My attempt: The proof consists of three steps.
a. $$\left \| \frac{f+g}{2} \right \|^p_p + \left \| \frac{f-g}{2} \right \|^p_p \le \frac{\|f\|_p^p + \|g\|_p^p}{2} \quad \forall f,g \in L_p, \forall p \in [2, \infty).$$
Clearly, it suffices to prove that $$\left | \frac{a+b}{2} \right |^p + \left | \frac{a-b}{2} \right |^p \le \frac{|a|^p + |b|^p}{2} \quad \forall a,b \in E.$$
Notice that we have below inequality $$ \bigg ( \sum_{i=1}^m (x_{i})^{p} \bigg)^{q} \ge \bigg( \sum_{i=1}^m (x_{i})^{q} \bigg)^{p}, \quad \forall (x_1, \ldots,x_m \ge 0), \forall (q\ge p \ge 0). $$
Hence $$ \left | \frac{a+b}{2} \right |^p + \left | \frac{a-b}{2} \right |^p \le \left [ \left | \frac{a+b}{2} \right |^2 + \left | \frac{a-b}{2} \right |^2 \right ]^{p/2} = \left [ \frac{|a|^2+|b|^2}{2} \right ]^{p/2} \le \frac{|a|^p + |b|^p}{2}. $$
The last inequality is due to the convexity of the map $\varphi:\mathbb R_{\ge 0} \to \mathbb R_{\ge 0}, x \mapsto x^{p/2}$.
b. $L_p$ is uniformly convex and thus reflexive for all $p \in (2, \infty)$.
Fix $f,g\in L_p$ such that $\|f\|_p, \|g\|_p \le 1$ and $\|f-g\|_p \ge \varepsilon >0$. By (a), we get $$ \left \| \frac{f+g}{2} \right \|_p \le \left [ 1- \left ( \frac{\varepsilon}{2} \right)^p \right ]^{1/p} = 1- \delta \quad \text{with} \quad \delta := \left \{1-\left [ 1- \left ( \frac{\varepsilon}{2} \right)^p \right ]^{1/p} \right \} >0. $$
c. $L_p$ is reflexive for all $p \in (1, 2]$.

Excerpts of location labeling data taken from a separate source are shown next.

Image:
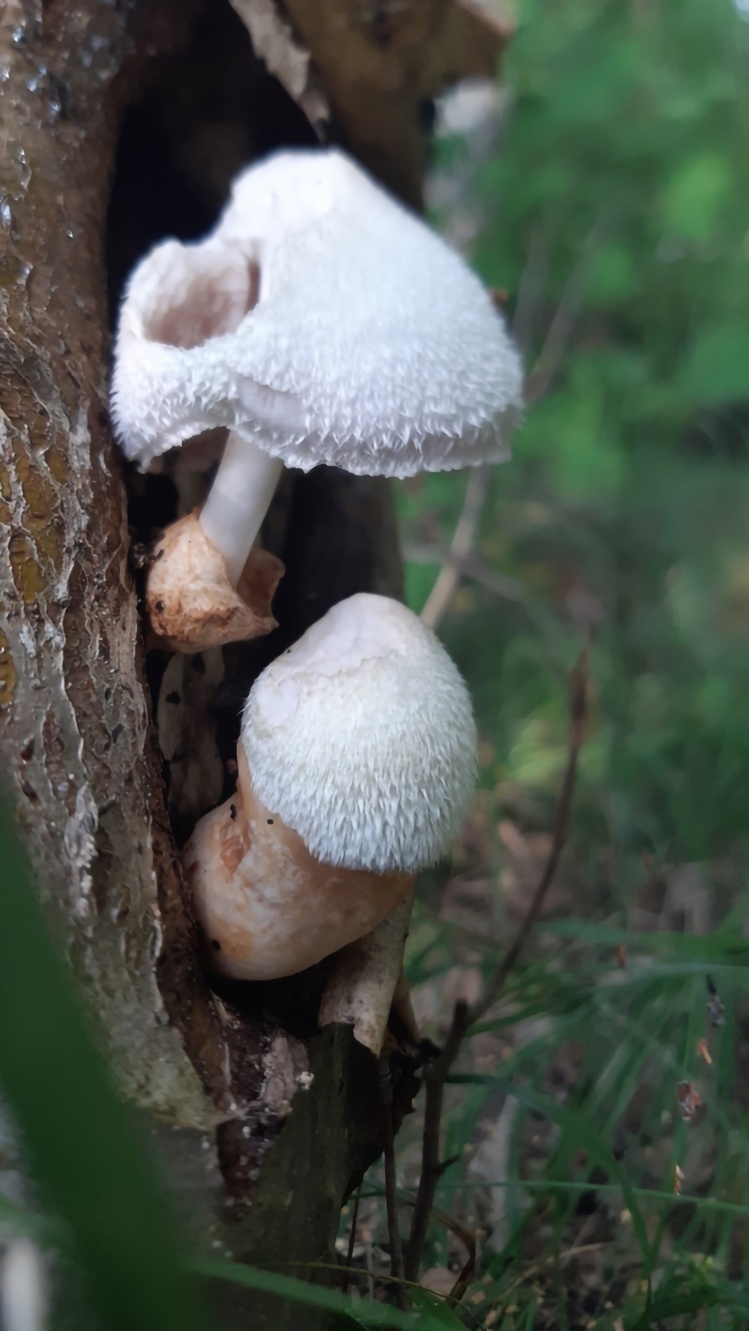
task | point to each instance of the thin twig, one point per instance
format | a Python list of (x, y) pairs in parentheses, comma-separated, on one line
[(560, 329), (390, 1179), (351, 1239), (466, 1016), (536, 386), (460, 545)]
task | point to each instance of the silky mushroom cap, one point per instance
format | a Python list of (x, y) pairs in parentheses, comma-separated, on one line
[(371, 346), (361, 738)]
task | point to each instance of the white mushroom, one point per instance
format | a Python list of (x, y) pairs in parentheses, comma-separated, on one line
[(357, 764), (319, 322)]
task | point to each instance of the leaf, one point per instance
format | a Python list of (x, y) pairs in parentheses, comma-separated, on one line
[(716, 369), (435, 1313)]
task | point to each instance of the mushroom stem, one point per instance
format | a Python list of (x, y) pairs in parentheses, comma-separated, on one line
[(266, 905), (238, 501)]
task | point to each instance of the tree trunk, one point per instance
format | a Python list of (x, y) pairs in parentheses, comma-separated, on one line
[(119, 124)]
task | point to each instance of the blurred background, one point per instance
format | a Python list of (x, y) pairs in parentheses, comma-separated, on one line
[(601, 192)]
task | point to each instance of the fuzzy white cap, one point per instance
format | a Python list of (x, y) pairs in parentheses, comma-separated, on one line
[(371, 346), (361, 738)]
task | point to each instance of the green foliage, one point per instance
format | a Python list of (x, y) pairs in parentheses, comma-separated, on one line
[(615, 216)]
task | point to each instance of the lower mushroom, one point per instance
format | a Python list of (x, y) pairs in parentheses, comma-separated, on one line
[(355, 767), (266, 905)]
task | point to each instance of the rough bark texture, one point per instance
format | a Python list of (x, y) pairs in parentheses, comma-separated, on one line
[(120, 123)]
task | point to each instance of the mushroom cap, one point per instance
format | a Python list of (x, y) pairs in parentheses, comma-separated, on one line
[(369, 344), (361, 738)]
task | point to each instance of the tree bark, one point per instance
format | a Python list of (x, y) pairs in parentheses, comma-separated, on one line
[(119, 124)]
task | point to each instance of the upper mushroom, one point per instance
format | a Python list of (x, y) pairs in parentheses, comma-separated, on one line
[(319, 322)]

We define an operator $T: L_p \to (L_{p'})^*$ with $\frac{1}{p} + \frac{1}{p'} = 1$ by $$ \langle Tf, g \rangle := \int_X \langle f, g\rangle_H \mathrm d \mu \quad \forall f \in L_p, g \in L_{p'}. $$
Fix $f \in L_p$. Clearly, $Tf$ is linear. By Cauchy-Schwarz and Hölder inequalities, $$ |\langle Tf, g \rangle | \le \int_X |f| \cdot |g| \mathrm d \mu \le \|f\|_p \|g\|_{p'} \quad \forall f \in L_p, g \in L_{p'}. $$
Therefore, $\|T f\|_{(L_{p'})^*} \le \|f\|_{p}$. Let $g_0 := |f|^{p-2} f$. Then $$ \int_X |g_0|^{p'} \mathrm d \mu = \int_X |f|^{(p-1)p'} \mathrm d \mu = \int_X |f|^{p} \mathrm d \mu < \infty. $$
Then $g_0 \in L_{p'}$. Also, $$ \langle Tf, g_0 \rangle = \int_X \langle f, |f|^{p-2} f\rangle_H \mathrm d \mu = \|f\|_p^p. $$
Hence $$ \frac{\langle Tf, g_0 \rangle}{\|g_0\|_{p'}} = \frac{\|f\|_p^p}{\|f\|_p^{p/p'}} = \|f\|_p. $$
Hence $\|T f\|_{(L_{p'})^*} = \|f\|_{p}$. This implies $T$ is a linear isometry.
- Because $E$ is complete, $L_p$ is complete. So the image $T(L_p)$ is closed in $(L_{p'})^*$.
- Notice that $p \in (1, 2]$ implies $p' \in [2, \infty)$. By (b), $L_{p'}$ is reflexive.
- A Banach space is reflexive if and only if its dual is reflexive. Hence $(L_{p'})^*$ is reflexive.
- A closed linear subspace of a reflexive space is reflexive. Hence $T(L_p)$ and thus $L_p$ are reflexive. This completes the proof.